I tried it, and I'm sorry that I don't have an elegant way to do it, just a grungy way
Here is the grungy way:
Angle-chasing (which we learned about in these lessons: M2W2D5-Y-2, M2W4D13-Ch-2) tells us
that \( \angle BYZ = 50^{\circ} \) and \(\angle YAB = 70^{\circ},\) so since \( \angle BZY = 50^{\circ}\) and \(\angle AYZ = 70^{\circ}\) (which is given), we know that triangle \(\bigtriangleup BYZ\) and \(\bigtriangleup AYZ\) are both isosceles.I'll let \( BZ = BY = 1,\) since all lengths will be relative and only the angles matter, and normalize all other lengths around this length. Then triangle \(\bigtriangleup BYZ\) has lengths of \(1, 1,\) and a third leg, the length of which can be found using the Law of Sines:
$$ \frac{\sin 50^{\circ}}{1} = \frac{\sin 80^{\circ}}{YZ}$$
$$ YZ = \frac{\sin 80^{\circ}}{\sin 50^{\circ}} $$
From angle-chasing, we know that \( \overline{AZ} \) and \(\overline{YB}\) intersect at right angles.
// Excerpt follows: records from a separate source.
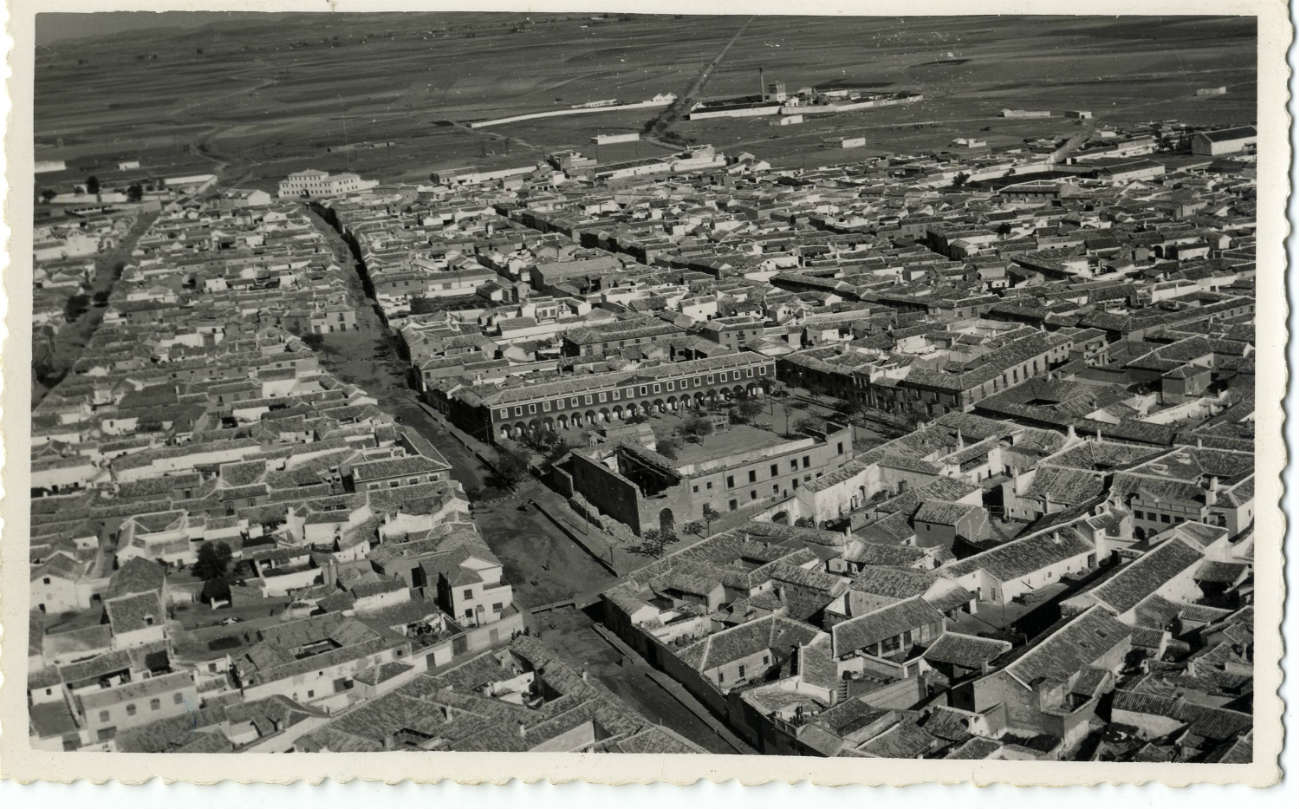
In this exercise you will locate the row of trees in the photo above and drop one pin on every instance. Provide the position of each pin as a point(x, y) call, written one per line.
point(134, 191)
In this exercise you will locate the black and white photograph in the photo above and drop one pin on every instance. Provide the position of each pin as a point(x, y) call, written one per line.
point(872, 389)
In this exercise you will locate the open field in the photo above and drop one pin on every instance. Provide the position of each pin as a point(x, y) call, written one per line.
point(255, 99)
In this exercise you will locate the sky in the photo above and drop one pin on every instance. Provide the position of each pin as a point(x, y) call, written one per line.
point(55, 27)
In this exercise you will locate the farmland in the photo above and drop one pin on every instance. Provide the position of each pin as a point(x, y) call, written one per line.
point(254, 99)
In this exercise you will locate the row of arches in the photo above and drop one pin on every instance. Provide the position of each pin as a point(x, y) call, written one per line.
point(594, 416)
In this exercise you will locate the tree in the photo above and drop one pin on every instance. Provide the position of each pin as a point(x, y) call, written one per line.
point(76, 307)
point(653, 541)
point(511, 467)
point(805, 423)
point(710, 515)
point(668, 448)
point(746, 410)
point(213, 563)
point(697, 427)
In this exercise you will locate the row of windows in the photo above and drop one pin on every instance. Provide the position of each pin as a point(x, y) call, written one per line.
point(155, 704)
point(619, 393)
point(776, 489)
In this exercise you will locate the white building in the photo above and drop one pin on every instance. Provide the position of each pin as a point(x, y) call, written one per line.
point(1223, 141)
point(313, 182)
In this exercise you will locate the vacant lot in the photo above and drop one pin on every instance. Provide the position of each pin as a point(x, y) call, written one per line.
point(255, 99)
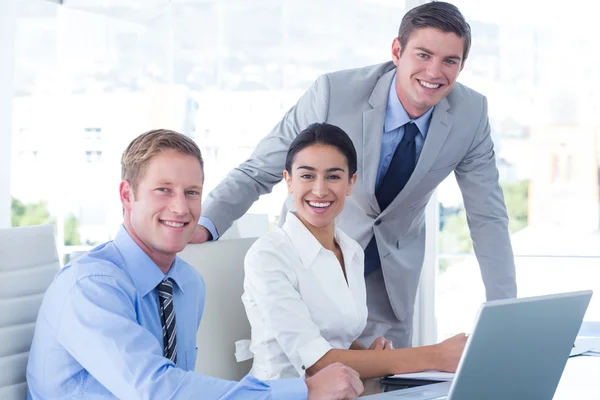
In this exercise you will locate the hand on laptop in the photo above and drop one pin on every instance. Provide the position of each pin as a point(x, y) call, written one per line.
point(450, 351)
point(201, 235)
point(334, 382)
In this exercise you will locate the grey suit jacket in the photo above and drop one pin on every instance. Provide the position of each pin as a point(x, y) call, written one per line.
point(458, 140)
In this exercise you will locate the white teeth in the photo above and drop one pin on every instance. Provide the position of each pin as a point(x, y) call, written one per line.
point(429, 85)
point(174, 224)
point(319, 205)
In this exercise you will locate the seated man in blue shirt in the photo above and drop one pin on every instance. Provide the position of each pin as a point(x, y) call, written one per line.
point(121, 321)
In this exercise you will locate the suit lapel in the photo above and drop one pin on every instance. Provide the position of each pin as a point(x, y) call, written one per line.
point(439, 128)
point(373, 120)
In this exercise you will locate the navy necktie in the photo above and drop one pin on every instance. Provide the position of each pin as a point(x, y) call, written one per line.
point(167, 318)
point(400, 169)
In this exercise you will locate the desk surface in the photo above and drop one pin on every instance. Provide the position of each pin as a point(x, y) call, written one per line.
point(580, 380)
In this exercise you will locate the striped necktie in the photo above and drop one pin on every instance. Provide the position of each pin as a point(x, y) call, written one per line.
point(167, 318)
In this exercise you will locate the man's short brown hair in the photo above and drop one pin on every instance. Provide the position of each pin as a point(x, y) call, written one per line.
point(140, 151)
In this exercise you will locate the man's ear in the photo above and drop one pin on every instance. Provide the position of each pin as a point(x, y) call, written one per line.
point(396, 50)
point(351, 185)
point(288, 181)
point(126, 194)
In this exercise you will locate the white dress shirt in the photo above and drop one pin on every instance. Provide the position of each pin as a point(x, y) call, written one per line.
point(297, 300)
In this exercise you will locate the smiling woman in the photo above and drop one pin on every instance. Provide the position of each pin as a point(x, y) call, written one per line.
point(304, 286)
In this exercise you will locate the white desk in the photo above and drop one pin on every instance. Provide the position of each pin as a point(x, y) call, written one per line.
point(580, 379)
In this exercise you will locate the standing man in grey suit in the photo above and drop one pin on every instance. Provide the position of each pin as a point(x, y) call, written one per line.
point(412, 125)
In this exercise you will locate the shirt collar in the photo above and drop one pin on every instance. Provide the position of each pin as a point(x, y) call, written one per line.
point(307, 246)
point(396, 116)
point(144, 273)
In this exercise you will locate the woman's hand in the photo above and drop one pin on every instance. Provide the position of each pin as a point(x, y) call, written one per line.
point(381, 343)
point(450, 351)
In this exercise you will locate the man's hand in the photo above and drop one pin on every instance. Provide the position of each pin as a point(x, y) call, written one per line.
point(334, 382)
point(450, 351)
point(381, 343)
point(201, 235)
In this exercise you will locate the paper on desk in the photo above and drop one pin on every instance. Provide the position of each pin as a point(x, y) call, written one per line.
point(586, 346)
point(427, 375)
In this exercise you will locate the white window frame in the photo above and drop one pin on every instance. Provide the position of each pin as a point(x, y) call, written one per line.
point(425, 322)
point(8, 18)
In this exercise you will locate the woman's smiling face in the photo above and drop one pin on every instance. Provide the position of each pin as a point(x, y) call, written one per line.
point(319, 180)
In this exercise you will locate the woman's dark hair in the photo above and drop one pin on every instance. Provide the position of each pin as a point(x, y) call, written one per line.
point(325, 135)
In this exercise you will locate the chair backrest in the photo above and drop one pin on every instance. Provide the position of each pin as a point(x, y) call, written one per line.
point(224, 321)
point(28, 264)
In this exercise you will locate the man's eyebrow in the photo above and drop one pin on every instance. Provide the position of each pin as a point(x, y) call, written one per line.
point(424, 50)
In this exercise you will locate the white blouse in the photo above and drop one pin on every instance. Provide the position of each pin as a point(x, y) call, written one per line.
point(298, 302)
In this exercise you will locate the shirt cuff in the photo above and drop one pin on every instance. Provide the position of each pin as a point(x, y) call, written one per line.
point(310, 353)
point(208, 224)
point(288, 389)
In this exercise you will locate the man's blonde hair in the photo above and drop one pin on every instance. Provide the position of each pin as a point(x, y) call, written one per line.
point(140, 151)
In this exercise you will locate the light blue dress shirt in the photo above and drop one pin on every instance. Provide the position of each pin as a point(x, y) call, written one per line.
point(393, 130)
point(98, 334)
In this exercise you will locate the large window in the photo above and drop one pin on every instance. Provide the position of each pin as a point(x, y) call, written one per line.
point(543, 106)
point(92, 75)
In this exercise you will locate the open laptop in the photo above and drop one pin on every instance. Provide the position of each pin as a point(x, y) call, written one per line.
point(518, 350)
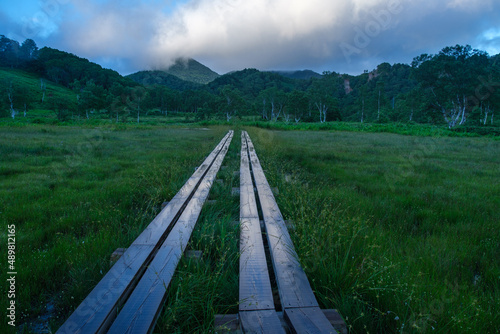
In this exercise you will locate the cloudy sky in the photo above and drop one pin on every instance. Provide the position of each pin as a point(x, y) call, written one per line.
point(346, 36)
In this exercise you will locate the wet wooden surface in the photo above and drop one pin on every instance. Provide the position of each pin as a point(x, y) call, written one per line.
point(141, 310)
point(98, 310)
point(255, 291)
point(294, 289)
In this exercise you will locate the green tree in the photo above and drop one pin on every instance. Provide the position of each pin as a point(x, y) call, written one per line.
point(451, 77)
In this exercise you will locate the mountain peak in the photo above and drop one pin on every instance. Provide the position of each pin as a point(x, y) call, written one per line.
point(189, 69)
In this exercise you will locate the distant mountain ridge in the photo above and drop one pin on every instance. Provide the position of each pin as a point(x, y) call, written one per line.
point(191, 70)
point(303, 74)
point(162, 78)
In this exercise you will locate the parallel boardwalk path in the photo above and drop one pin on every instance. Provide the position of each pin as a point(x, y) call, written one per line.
point(257, 312)
point(300, 307)
point(139, 279)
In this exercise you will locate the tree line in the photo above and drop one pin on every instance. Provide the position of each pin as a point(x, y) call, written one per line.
point(457, 86)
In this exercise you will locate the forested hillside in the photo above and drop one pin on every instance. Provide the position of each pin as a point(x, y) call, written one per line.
point(459, 86)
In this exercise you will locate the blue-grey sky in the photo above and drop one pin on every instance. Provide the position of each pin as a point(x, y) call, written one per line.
point(346, 36)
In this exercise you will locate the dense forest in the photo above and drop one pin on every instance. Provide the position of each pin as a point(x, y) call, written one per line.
point(459, 86)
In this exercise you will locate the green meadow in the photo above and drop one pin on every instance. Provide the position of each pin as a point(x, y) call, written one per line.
point(399, 233)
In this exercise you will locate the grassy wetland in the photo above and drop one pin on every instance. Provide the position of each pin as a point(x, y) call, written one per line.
point(398, 233)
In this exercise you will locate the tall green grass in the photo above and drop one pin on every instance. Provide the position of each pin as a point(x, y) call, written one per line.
point(75, 195)
point(398, 233)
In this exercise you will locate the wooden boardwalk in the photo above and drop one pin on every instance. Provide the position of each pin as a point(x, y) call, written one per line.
point(257, 312)
point(131, 295)
point(136, 284)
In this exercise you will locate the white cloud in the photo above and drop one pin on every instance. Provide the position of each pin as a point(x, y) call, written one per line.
point(270, 34)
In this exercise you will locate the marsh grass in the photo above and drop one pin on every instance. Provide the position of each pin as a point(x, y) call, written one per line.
point(398, 233)
point(76, 194)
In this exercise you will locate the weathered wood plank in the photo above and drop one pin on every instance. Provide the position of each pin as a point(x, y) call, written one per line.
point(263, 321)
point(256, 306)
point(309, 320)
point(96, 312)
point(140, 312)
point(293, 286)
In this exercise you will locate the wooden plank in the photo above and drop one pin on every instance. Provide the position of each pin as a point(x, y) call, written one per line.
point(309, 320)
point(264, 321)
point(293, 285)
point(140, 312)
point(256, 304)
point(96, 311)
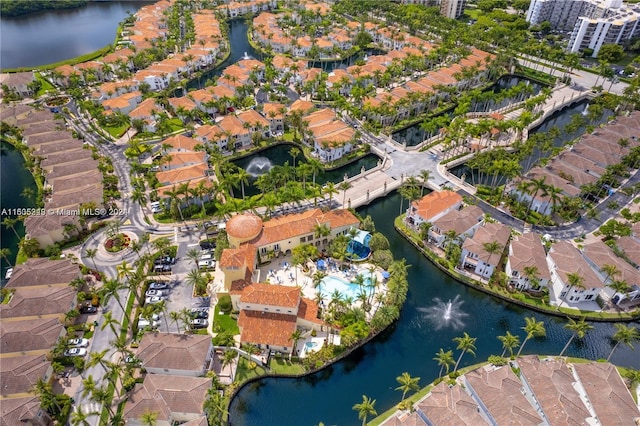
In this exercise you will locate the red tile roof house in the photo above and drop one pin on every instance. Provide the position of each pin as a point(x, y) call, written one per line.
point(176, 354)
point(564, 259)
point(175, 399)
point(598, 255)
point(270, 313)
point(526, 252)
point(475, 255)
point(432, 206)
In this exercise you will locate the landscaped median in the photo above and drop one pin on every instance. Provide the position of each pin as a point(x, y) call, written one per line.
point(517, 298)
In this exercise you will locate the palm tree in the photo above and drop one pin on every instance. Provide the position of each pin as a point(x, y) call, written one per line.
point(365, 409)
point(343, 186)
point(5, 252)
point(466, 344)
point(574, 279)
point(579, 328)
point(445, 360)
point(91, 254)
point(509, 342)
point(407, 383)
point(626, 334)
point(149, 418)
point(534, 329)
point(11, 224)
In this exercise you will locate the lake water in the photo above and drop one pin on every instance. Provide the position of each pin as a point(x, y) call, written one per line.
point(51, 36)
point(13, 179)
point(409, 345)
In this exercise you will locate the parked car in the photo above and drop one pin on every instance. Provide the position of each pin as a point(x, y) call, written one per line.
point(154, 299)
point(158, 286)
point(88, 309)
point(75, 352)
point(78, 343)
point(199, 323)
point(143, 323)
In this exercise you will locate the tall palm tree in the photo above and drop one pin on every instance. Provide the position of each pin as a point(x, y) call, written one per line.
point(574, 279)
point(626, 334)
point(509, 343)
point(365, 409)
point(445, 360)
point(407, 383)
point(466, 344)
point(534, 329)
point(579, 329)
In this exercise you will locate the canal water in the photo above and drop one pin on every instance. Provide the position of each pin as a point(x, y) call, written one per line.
point(558, 119)
point(14, 178)
point(409, 345)
point(262, 161)
point(414, 134)
point(50, 36)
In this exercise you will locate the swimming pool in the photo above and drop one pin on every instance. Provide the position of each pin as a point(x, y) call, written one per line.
point(330, 284)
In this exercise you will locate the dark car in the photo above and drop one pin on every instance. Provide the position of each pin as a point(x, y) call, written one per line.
point(88, 309)
point(207, 245)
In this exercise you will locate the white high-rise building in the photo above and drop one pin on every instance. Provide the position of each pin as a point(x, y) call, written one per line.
point(592, 22)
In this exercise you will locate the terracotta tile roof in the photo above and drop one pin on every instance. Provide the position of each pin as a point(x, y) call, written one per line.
point(435, 203)
point(488, 233)
point(43, 272)
point(181, 142)
point(308, 310)
point(499, 390)
point(451, 405)
point(165, 395)
point(266, 328)
point(459, 220)
point(272, 295)
point(244, 257)
point(146, 109)
point(19, 374)
point(607, 393)
point(269, 107)
point(601, 254)
point(527, 250)
point(553, 385)
point(568, 259)
point(182, 174)
point(39, 300)
point(301, 105)
point(29, 335)
point(174, 351)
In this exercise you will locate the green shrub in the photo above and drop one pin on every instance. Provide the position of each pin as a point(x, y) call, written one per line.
point(225, 304)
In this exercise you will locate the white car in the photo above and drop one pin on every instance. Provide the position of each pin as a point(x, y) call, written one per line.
point(143, 323)
point(79, 343)
point(153, 299)
point(75, 352)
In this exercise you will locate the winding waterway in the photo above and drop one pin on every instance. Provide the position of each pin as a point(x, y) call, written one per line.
point(409, 345)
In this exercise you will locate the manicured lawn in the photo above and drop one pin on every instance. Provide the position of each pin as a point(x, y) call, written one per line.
point(46, 86)
point(283, 366)
point(245, 373)
point(117, 132)
point(225, 322)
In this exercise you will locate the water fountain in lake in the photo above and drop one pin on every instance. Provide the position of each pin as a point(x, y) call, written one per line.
point(259, 166)
point(446, 314)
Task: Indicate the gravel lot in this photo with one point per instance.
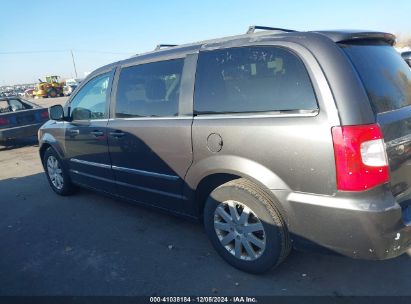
(88, 244)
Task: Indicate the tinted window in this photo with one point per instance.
(90, 101)
(385, 75)
(252, 79)
(16, 105)
(149, 90)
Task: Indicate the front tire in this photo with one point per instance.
(56, 173)
(245, 226)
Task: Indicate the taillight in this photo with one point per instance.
(4, 121)
(45, 115)
(360, 157)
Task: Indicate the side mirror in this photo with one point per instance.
(56, 112)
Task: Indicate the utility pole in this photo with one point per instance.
(74, 63)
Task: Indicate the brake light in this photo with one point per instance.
(45, 115)
(4, 121)
(360, 157)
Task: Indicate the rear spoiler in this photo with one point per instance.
(350, 36)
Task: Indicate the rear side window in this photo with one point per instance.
(149, 90)
(385, 75)
(252, 79)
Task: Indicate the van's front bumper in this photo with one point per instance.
(366, 225)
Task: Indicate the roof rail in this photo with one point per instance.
(160, 46)
(252, 28)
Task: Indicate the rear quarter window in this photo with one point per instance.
(385, 75)
(252, 79)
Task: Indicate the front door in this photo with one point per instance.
(86, 135)
(149, 141)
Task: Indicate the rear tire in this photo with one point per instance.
(56, 173)
(245, 226)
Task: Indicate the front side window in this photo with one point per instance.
(385, 75)
(90, 101)
(252, 79)
(149, 90)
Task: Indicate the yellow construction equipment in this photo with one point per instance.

Let's call this intersection point \(D.\) Then we get four right triangles: \( \bigtriangleup DYZ, \bigtriangleup DAY, \bigtriangleup DBZ, \text{ and } \bigtriangleup DAB.\)
Then \(BD + DY = 1\) and \(AD + DZ = \frac{\sin 80^{\circ}}{\sin 50^{\circ}}.\)
From the Pythagorean Theorem on \(\bigtriangleup DBZ,\) we know \(BD^2 + DZ^2 = 1,\) so \(DZ^2 = 1 - DB^2.\)
From the Pythagorean Theorem on \(\bigtriangleup DYZ,\) we know that \(DY^2 + DZ^2 = \left( \frac{\sin 80^{\circ}}{\sin 50^{\circ}} \right)^2 .\)
Substitute for \(DZ^2\) into the first equation to solve for \(DB,\) which equals \( 1 - \frac{1}{2} \left( \frac{\sin 80^{\circ}}{\sin 50^{\circ}} \right)^2.\)Then solve for \(DZ\) using the Pythagorean Theorem on \(\bigtriangleup DBZ,\) which says \( DZ^2 = 1 - DB^2.\)
Once you have found \(DZ,\) then use it to find \(AD,\) since \(AD + DZ = \frac{\sin 80^{\circ}}{\sin 50^{\circ}}.\)
Once you have found \(AD,\) then using the value for \(DB\) from earlier, we can solve for \(\angle ABY:\)
$$ \tan ABY = \frac{AD}{DB} $$
$$ \angle ABY = \arctan \frac{AD}{DB} $$
Sorry I didn't do the calculations... they were just so grungy! But the logic of the steps is all here.